Entendidos os contextos vários em que One Night in Lisbon foi produzida, é possível agora passar à interpretação da imagem de Lisboa nesta obras. As visões da cidade que são oferecidas ao espectador são de dois tipos. Uma primeira consiste no enunciar das ideias pré-concebidas que o guionista pensava serem as que os americanos e ingleses tinham de Lisboa. Um segundo tipo de impressões são outras que se obtêem através da acção que supostamente decorre em Lisboa. Por outras palavras, o guião é estruturado de forma a “corrigir” em parte as imagens construídas que americanos e ingleses tinham sobre Lisboa.

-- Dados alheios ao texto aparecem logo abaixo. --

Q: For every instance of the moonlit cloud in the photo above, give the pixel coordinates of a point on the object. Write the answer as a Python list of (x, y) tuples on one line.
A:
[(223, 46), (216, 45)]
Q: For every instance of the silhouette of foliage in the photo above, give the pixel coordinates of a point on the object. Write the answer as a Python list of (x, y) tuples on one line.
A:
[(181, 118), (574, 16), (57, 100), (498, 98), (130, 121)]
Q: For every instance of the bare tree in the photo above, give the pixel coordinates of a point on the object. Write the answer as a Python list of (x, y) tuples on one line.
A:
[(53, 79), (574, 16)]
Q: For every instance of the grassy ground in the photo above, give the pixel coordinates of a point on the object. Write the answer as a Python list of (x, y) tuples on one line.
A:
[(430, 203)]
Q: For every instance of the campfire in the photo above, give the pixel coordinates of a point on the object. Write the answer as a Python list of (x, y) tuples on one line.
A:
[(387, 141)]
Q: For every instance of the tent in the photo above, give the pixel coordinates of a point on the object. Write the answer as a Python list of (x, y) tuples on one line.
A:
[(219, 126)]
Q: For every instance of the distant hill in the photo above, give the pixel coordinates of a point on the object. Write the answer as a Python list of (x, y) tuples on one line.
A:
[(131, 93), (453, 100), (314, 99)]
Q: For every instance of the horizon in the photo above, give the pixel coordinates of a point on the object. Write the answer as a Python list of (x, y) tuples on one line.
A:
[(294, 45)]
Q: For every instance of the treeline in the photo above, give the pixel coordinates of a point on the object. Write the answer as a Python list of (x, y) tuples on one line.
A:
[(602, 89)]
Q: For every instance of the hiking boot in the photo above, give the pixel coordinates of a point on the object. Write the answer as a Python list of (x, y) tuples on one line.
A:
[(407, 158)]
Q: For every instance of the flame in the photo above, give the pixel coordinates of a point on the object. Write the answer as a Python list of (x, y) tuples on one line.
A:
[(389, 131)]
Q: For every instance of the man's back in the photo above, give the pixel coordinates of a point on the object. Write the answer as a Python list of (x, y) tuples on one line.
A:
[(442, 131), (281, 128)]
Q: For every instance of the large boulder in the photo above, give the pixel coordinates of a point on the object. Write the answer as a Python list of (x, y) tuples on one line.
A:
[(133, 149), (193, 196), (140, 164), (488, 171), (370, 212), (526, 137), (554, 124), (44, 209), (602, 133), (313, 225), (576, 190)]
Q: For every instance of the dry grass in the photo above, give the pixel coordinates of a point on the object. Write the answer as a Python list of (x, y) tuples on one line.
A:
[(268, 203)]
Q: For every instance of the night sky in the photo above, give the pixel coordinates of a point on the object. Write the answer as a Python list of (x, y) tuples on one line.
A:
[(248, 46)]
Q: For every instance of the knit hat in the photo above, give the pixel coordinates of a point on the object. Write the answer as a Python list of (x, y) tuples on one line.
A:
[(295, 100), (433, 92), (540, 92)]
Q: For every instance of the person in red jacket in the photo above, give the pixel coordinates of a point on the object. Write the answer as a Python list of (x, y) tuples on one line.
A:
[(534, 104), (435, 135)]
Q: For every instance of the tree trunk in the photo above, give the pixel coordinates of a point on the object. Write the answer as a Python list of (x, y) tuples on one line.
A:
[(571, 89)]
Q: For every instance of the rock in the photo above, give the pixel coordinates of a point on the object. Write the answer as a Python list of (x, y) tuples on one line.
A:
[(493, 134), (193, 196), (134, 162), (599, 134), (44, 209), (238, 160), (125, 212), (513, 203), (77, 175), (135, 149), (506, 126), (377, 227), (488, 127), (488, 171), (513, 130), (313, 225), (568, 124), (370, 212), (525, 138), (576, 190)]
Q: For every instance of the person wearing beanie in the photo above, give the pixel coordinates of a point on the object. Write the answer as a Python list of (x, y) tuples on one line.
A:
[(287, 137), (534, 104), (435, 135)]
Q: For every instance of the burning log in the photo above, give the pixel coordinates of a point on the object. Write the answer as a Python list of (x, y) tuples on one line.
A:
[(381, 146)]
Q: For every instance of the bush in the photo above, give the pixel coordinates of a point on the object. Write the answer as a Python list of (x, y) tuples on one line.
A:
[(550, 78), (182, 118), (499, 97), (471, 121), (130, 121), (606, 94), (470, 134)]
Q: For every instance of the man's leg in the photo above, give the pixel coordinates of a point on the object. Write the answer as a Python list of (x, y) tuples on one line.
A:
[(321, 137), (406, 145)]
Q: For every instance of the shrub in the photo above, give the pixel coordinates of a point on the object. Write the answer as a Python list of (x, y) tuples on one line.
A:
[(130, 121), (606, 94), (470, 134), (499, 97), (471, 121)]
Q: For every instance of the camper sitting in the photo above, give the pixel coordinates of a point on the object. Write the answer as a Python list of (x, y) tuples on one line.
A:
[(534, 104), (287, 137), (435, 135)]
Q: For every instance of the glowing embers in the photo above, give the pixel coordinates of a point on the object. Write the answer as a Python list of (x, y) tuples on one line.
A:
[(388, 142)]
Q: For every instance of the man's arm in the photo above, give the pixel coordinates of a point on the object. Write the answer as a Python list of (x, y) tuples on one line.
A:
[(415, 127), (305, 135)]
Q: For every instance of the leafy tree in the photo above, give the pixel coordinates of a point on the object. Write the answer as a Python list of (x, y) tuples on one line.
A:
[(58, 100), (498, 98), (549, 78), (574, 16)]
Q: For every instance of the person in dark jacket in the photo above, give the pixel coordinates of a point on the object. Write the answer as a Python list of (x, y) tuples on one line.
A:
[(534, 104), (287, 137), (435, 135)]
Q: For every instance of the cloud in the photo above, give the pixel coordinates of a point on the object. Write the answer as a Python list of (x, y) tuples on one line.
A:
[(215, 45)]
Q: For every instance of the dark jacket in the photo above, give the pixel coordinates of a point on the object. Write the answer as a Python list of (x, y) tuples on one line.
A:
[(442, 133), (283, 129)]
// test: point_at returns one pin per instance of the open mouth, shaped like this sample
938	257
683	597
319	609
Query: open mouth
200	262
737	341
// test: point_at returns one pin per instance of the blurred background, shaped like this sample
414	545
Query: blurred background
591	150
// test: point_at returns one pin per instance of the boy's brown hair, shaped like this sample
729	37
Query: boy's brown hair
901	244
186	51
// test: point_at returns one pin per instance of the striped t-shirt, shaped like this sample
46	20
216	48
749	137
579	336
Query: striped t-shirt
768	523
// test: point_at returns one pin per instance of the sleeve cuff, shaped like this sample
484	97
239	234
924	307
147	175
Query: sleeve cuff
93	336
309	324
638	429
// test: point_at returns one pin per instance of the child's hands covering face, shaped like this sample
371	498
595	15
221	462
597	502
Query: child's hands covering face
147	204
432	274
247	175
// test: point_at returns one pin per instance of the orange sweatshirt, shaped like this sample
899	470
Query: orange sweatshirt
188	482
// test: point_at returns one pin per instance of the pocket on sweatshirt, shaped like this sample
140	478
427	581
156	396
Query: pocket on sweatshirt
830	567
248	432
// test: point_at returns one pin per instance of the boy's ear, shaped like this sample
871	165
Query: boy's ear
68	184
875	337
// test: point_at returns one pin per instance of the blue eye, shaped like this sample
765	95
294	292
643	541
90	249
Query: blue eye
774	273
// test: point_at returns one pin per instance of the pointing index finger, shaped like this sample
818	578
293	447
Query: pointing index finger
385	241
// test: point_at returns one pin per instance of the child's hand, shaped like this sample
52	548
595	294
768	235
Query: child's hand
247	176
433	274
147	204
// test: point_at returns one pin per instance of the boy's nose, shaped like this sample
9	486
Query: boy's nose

A primeira ideia de Lisboa é colocada na “boca” de Florence, a velha criada de Leonora. Ela representa a inglesa que nunca tinha viajado e que conhecia o mundo através do prisma vicoriano. Quando Leonora pergunta: “_What Portugal is like?”, Florence responde “_ All about making wine and women doing all the work. It must be very beautiful. I heard it is a very unmodern place. Sunshine is a great deal. I should not like that”.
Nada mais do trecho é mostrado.